Figure 4. IFN-γ is sufficient to remodel and protect macrophages.

(A–C) RAW264.7 cells were treated with recombinant mouse IFN-γ or vehicle prior to being infected with Sp3 for 2 hours. (A) Infected cells were stained with Hoechst (nucleus, blue), Cell Mask Green (plasma membrane, green) and Nuclear Red Dye 647 (permeable dye, red). Scale bar: 100 μm. (B) Quantification of cells with permeable plasma membranes, defined by nuclear red staining. n = 3 independent experiments. (C) Quantification of ell death, as measured by LDH in the supernatant. n = 5 independent experiments. Paired t test analyses were used to examine significance. (D–F) Seven- to 8-week-old mice were i.t. stimulated with IFN-γ or vehicle (1% BSA in saline) directed to the left lung twice at a 1-week interval, to mimic infection experiences. Four weeks after the second stimulation with IFN-γ, single-cell suspensions were created from left lung lobes and processed using flow cytometry.

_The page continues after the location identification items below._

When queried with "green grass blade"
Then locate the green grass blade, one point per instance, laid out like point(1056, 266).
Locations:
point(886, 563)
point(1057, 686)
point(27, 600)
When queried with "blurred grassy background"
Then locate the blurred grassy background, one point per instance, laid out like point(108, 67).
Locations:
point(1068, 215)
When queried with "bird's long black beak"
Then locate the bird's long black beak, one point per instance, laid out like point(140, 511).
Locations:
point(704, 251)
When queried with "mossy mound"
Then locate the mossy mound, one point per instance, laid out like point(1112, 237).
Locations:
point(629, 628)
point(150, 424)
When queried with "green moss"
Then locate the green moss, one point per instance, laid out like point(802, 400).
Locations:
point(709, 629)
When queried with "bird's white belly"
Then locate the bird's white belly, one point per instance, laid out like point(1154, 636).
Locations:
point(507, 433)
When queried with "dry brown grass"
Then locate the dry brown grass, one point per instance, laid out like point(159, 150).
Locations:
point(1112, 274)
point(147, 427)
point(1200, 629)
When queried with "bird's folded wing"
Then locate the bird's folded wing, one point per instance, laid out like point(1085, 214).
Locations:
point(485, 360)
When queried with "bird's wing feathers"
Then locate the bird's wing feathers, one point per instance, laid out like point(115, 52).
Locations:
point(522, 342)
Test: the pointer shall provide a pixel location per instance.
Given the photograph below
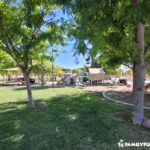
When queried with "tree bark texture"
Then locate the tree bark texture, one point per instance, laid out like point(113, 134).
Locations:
point(28, 86)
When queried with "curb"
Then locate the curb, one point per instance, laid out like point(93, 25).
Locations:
point(113, 100)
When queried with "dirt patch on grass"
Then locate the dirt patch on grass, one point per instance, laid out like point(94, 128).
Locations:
point(125, 96)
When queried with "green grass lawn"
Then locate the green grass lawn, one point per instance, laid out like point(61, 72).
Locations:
point(64, 119)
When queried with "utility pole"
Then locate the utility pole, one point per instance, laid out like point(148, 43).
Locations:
point(42, 72)
point(53, 50)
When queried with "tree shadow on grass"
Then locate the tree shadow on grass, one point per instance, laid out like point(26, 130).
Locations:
point(79, 122)
point(37, 88)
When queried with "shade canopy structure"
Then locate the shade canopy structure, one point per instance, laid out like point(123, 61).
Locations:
point(82, 74)
point(96, 74)
point(96, 71)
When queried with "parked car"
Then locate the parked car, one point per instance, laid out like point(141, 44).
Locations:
point(123, 81)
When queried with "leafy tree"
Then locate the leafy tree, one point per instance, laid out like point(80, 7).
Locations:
point(23, 27)
point(119, 31)
point(78, 70)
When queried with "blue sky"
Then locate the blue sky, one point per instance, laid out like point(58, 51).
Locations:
point(66, 59)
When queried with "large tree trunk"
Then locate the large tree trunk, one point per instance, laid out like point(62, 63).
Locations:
point(139, 74)
point(139, 82)
point(134, 82)
point(42, 73)
point(28, 86)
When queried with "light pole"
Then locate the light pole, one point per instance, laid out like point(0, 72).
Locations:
point(53, 50)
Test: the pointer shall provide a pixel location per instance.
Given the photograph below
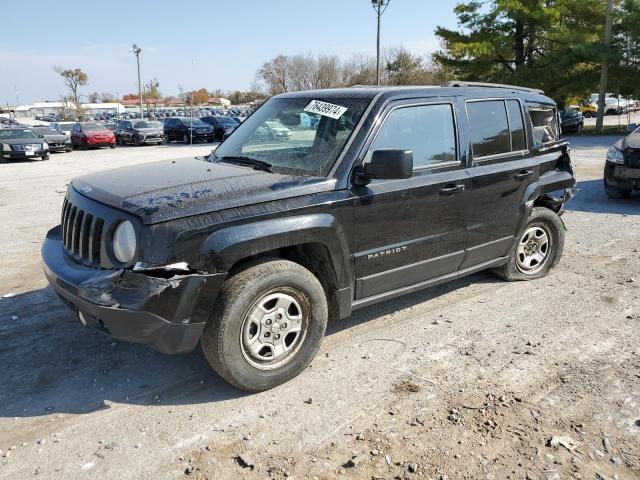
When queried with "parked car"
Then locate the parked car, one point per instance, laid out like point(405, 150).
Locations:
point(588, 110)
point(622, 168)
point(57, 141)
point(21, 143)
point(63, 127)
point(139, 132)
point(571, 120)
point(221, 126)
point(92, 135)
point(252, 249)
point(275, 130)
point(188, 130)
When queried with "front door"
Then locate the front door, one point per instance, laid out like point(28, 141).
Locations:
point(409, 231)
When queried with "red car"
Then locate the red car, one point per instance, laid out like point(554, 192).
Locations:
point(92, 135)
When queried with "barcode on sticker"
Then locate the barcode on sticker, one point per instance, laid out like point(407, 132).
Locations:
point(325, 109)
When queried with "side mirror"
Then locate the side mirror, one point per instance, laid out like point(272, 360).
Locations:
point(388, 164)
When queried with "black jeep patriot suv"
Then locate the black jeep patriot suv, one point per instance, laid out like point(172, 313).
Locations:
point(377, 192)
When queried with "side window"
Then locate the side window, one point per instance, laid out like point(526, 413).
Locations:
point(545, 123)
point(427, 130)
point(489, 128)
point(516, 124)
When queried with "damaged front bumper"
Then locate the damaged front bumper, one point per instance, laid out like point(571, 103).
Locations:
point(162, 308)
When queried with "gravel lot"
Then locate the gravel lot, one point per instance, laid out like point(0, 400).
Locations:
point(474, 379)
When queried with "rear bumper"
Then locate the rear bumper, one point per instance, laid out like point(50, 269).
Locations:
point(166, 313)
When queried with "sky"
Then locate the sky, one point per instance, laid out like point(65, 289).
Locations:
point(193, 43)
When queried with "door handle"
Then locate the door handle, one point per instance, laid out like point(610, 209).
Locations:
point(523, 174)
point(451, 189)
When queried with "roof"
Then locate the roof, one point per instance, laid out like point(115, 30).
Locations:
point(371, 92)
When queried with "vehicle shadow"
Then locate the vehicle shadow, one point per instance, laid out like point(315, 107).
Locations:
point(52, 364)
point(592, 198)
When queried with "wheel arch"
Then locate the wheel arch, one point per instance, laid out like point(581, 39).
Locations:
point(316, 242)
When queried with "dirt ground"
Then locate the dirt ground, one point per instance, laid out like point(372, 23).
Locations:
point(478, 378)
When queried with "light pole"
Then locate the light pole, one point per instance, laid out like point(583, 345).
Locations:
point(379, 6)
point(136, 50)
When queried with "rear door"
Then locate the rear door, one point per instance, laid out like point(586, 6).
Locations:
point(412, 230)
point(503, 168)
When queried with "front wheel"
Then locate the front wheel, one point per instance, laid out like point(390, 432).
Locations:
point(267, 325)
point(539, 247)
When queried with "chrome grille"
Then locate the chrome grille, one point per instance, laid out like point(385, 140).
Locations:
point(81, 234)
point(23, 147)
point(633, 158)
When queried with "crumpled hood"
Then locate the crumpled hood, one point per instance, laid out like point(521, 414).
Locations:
point(162, 191)
point(632, 141)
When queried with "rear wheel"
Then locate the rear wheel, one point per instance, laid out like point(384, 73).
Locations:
point(267, 325)
point(539, 247)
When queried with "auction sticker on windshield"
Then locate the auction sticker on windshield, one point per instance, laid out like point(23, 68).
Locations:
point(326, 109)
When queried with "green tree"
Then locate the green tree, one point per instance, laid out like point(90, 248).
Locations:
point(555, 45)
point(624, 73)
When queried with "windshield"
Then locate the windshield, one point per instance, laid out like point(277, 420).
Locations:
point(147, 125)
point(296, 136)
point(226, 121)
point(46, 131)
point(194, 122)
point(16, 134)
point(93, 127)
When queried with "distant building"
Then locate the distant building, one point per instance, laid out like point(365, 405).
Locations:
point(46, 108)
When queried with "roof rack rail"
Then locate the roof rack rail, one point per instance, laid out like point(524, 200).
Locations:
point(459, 83)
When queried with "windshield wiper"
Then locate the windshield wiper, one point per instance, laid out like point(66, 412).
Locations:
point(248, 161)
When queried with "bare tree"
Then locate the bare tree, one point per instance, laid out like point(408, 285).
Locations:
point(152, 92)
point(275, 74)
point(74, 78)
point(359, 69)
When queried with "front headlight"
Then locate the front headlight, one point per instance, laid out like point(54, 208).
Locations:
point(124, 242)
point(615, 156)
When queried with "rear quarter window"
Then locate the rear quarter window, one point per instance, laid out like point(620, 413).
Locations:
point(489, 127)
point(545, 123)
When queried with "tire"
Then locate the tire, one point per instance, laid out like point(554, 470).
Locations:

AM were identified as CD11c⁺SiglecF⁺CD64⁺ cells. n = 9–10 mice per group. (D) AM numbers were calculated from the frequency of total measured by FlowJo software. (E and F) Median fluorescent intensity (MFI) of Siglec F and MHC-II expression on AM. Values are expressed as mean ± SEM. Unpaired t test analyses were used to examine significance.